La stéatose hépatique non alcoolique ou NASH (non alcoholic steatohepatitis) est une surcharge graisseuse du foie, sans rapport avec la prise d’alcool. C’est une pathologie que l’on pourrait typiquement classer dans les maladies de civilisation. Il existe des étiologies rares et spéciales mais la plupart du temps elle est liée à une hypertriglycéridémie, de l’obésité (abdominale) et à un état d’insulinorésistance ou de diabète de type 2. On peut tout simplement considérer la NASH comme une manifestation hépatique du syndrome métabolique. Dans certains cas (rares) cela peut aller jusqu’à la cirrhose.

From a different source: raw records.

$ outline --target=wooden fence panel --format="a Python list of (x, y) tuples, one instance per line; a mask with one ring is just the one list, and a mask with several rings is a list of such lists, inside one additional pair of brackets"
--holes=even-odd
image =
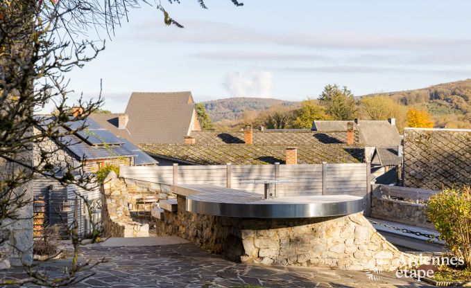
[[(271, 186), (279, 196), (350, 194), (367, 192), (366, 163), (280, 165), (277, 179), (290, 180)], [(263, 193), (264, 184), (242, 183), (242, 180), (275, 179), (275, 165), (181, 165), (177, 167), (179, 184), (211, 184)], [(325, 173), (325, 174), (324, 174)], [(228, 182), (228, 175), (230, 179)], [(121, 167), (119, 176), (137, 180), (171, 184), (173, 167)]]

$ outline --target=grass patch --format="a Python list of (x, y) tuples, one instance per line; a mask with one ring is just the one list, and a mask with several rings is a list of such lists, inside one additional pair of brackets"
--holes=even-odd
[(432, 279), (440, 282), (471, 282), (471, 271), (440, 266)]

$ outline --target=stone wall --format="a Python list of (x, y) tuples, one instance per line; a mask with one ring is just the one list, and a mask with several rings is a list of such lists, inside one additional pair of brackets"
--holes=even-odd
[[(32, 133), (32, 129), (28, 130), (25, 136)], [(33, 165), (32, 146), (28, 145), (13, 156), (22, 163)], [(24, 172), (24, 166), (0, 159), (0, 182), (10, 181), (10, 175)], [(26, 172), (28, 173), (28, 170)], [(21, 265), (22, 262), (33, 261), (33, 181), (28, 181), (11, 191), (11, 197), (21, 197), (22, 207), (16, 207), (18, 202), (12, 203), (9, 208), (14, 210), (16, 219), (7, 218), (0, 223), (0, 240), (2, 241), (0, 244), (0, 269), (10, 268), (10, 264)]]
[[(35, 128), (35, 133), (39, 133), (37, 128)], [(44, 138), (39, 143), (35, 143), (33, 147), (34, 163), (38, 165), (40, 163), (40, 156), (41, 151), (47, 152), (49, 154), (49, 161), (53, 163), (55, 167), (65, 168), (67, 165), (71, 165), (76, 168), (80, 165), (83, 171), (85, 172), (95, 172), (99, 170), (99, 163), (105, 165), (133, 165), (133, 157), (116, 156), (115, 158), (87, 160), (82, 163), (78, 160), (76, 155), (74, 155), (67, 149), (60, 148), (54, 141), (48, 138)], [(82, 156), (82, 155), (80, 155)]]
[(375, 189), (371, 197), (371, 217), (418, 227), (435, 229), (429, 219), (427, 205), (410, 201), (390, 199)]
[(106, 237), (147, 237), (148, 224), (134, 222), (128, 208), (130, 197), (123, 181), (111, 171), (101, 185), (101, 217)]
[(178, 196), (178, 213), (156, 220), (157, 235), (187, 239), (230, 260), (262, 264), (328, 266), (350, 270), (393, 271), (402, 253), (361, 213), (337, 217), (253, 219), (209, 216), (186, 211)]
[(156, 195), (160, 200), (175, 199), (176, 196), (170, 191), (170, 186), (140, 180), (123, 179), (128, 192), (128, 204), (130, 204), (130, 212), (151, 211), (152, 204), (141, 204), (139, 199), (146, 195)]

Peut-on faire quelque chose au niveau alimentaire ?
Absolument car c’est justement une pathologie liée à la nutrition ! On va retrouver les grandes lignes des régimes que l’on utilise en cas d’excès de triglycérides ou pour le syndrome métabolique, à savoir :
- Avoir une alimentation hypocalorique permettant une perte de poids durable et une baisse de l’insulinorésistance. Privilégier les aliments à faible densité calorique comme les fruits et les légumes.

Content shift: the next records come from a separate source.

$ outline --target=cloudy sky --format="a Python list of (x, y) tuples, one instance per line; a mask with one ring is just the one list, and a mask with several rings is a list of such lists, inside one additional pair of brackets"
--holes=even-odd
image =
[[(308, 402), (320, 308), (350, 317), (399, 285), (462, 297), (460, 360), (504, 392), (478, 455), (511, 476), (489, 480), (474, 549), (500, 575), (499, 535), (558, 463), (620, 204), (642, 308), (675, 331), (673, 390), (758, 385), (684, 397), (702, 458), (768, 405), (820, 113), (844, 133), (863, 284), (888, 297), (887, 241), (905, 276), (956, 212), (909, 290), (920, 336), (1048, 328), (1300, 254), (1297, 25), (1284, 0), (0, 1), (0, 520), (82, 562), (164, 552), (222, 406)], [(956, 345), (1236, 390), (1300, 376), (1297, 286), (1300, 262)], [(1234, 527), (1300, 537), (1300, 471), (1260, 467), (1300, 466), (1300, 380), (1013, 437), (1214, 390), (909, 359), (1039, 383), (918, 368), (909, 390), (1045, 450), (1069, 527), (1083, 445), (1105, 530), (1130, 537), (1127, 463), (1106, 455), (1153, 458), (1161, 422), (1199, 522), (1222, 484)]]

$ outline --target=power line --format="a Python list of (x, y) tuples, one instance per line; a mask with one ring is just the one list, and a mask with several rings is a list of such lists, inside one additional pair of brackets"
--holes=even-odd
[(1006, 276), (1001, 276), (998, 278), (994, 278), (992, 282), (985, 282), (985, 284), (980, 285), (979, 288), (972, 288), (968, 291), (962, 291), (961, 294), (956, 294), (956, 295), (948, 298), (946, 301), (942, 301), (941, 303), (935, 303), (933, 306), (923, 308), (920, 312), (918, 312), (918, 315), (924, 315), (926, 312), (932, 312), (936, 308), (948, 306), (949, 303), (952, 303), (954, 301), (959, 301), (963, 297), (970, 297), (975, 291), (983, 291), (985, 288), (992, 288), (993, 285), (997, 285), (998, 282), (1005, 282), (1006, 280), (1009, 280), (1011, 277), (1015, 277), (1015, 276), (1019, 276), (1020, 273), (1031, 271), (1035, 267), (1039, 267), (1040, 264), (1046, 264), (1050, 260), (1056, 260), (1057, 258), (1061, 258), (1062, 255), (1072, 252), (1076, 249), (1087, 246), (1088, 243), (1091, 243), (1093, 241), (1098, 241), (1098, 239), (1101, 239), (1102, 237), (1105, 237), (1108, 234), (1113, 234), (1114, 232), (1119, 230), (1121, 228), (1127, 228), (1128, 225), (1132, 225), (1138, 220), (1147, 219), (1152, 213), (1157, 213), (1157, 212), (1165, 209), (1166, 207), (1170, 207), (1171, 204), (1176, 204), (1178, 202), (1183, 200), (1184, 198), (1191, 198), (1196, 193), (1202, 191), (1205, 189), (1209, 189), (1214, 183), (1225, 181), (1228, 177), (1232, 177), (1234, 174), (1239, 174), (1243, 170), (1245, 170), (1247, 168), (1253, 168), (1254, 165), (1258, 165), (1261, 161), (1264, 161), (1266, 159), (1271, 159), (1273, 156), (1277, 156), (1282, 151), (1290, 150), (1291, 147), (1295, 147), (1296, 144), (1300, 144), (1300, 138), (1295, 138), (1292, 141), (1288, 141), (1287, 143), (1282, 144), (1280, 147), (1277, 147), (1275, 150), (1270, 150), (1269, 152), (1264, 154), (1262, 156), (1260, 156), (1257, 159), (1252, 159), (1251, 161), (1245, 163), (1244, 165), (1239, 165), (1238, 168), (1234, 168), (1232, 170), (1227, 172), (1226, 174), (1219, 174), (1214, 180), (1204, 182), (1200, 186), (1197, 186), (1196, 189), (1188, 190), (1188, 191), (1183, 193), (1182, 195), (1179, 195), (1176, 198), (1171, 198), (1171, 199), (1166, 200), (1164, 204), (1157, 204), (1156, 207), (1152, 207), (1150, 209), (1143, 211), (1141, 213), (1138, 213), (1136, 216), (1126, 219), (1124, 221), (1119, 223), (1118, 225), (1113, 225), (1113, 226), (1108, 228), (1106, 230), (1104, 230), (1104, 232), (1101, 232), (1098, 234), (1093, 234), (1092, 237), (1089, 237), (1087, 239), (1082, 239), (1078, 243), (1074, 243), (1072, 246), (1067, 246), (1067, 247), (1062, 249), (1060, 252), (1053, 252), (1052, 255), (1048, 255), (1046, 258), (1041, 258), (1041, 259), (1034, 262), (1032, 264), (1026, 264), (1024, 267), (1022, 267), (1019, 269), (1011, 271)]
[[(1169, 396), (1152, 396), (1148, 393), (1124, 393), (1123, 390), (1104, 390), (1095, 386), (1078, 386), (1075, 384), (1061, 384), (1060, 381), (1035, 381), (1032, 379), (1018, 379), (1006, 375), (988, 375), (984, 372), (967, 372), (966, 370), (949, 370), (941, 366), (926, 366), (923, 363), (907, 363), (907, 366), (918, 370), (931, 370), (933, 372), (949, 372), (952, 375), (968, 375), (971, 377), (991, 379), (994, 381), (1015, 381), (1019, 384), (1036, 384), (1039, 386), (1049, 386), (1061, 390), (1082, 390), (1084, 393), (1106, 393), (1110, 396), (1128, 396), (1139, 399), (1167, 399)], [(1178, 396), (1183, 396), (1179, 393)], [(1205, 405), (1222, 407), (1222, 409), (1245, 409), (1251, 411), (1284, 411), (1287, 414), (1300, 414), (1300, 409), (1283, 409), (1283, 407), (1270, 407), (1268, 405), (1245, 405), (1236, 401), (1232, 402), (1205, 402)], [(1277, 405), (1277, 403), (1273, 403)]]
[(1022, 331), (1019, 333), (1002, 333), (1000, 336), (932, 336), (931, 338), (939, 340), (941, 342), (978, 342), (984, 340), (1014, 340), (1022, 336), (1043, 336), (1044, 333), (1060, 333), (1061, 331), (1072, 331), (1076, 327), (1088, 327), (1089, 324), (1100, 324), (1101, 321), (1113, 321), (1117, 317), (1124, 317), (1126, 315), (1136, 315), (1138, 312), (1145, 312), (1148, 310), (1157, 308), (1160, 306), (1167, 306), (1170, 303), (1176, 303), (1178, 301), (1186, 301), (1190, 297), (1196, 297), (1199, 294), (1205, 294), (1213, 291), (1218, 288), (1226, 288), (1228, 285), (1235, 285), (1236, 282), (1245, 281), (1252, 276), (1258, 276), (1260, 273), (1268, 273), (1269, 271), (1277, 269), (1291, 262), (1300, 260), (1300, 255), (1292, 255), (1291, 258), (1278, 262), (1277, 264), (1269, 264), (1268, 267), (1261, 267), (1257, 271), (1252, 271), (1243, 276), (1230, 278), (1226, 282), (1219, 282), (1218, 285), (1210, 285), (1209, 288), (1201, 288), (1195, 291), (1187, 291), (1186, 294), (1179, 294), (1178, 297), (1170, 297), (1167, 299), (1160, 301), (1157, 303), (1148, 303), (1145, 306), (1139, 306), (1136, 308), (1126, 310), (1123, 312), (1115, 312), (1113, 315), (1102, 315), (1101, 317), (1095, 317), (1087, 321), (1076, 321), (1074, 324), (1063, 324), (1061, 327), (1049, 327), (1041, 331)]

- Consommer des glucides avec modération. La baisse des calories doit se faire préférentiellement sur les glucides, plutôt que sur les lipides.
- Eviter les sucres simples, à l’exception de ceux présents dans les fruits.
- Choisir des aliments à index glycémique (IG) bas et bannir les aliments industriels à IG élevé.
- Consommer du bon gras : acides gras mono-insaturés (oméga-9), et surtout des oméga-3.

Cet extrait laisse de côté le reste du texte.